A: The decline in net profit margin from around 20 per cent in FY13 to five per cent in FY18 is probably due to the revision of coal grades by the coal controller's office. Essentially, more grades of coal were being sold cheaper. Also, the introduction of independent sampling and analysis by the CIMFR and, finally, the lesser share of coal sold through e-auction. The lower share meant a drop in the e-auction premium over the period. It happened primarily due to softening of global prices.
The same trends have got reversed recently, due to which there is a rise in net profit -- possibly also due to the low base of Q1 in FY18).
Q: CIL and the government, too, have recently asked for a revision of the earlier one billion tonnes per annum target. How do you read this?
A: This target for CIL by FY20 was neither feasible nor required. A realistic resetting is overdue. Expecting CIL to grow in excess of six-seven per cent annually over a longer period of time is not feasible and depending on such expectation is, in fact, detrimental to the interest of consumers. The power capacities stranded for want of coal is a glaring testimony to the setting of such unrealistic targets.
Q: CIL is a large company, headed by a puny ministry. Hasn't this led to sub-optimal results for the company in terms of investment, management control and so on? In retrospect, what would have been the impact if the Government of India had taken a different role in the 1970s, with an increased role for the coal regulator and competition among smaller state-owned coal companies?
A: Reforms in the power sector led to growth rising three-fold during 2007-12. Anything short of faster opening up of the coal sector to commercial mining was inadequate as a policy response. Unfortunately, neither policymakers nor large power consumers realised this requirement. The myopic response considered by all stakeholders was to thrust irrational targets of production and supply of coal on Coal India. The result is there for everyone to see.

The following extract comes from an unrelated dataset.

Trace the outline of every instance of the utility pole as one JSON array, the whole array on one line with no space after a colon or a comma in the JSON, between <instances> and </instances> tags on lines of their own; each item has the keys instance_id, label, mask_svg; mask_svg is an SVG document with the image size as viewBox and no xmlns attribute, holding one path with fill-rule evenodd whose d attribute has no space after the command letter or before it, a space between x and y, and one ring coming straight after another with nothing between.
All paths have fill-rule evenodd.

Commercial mining has since been allowed and will hopefully be fast-tracked. If this endeavour succeeds, the coal market will mature and shortages become history, hopefully over the next five years.
Q: Why haven't CIL's share prices given a fair return to its investors?
A: CIL shares have yielded return to investors more by way of dividends than capital appreciation. CIL has all the strength to counter competition. The share price is expected to witness capital appreciation once CIL, exposed to competition, takes more effective measures to drive efficiency and coal quality. One of those would be commercial mining. It will help the market to mature, leave buyers with choices for sourcing coal. Shortages will be a matter of the past and CIL, with appropriate empowerment, will secure its position as the undisputed numero uno globally.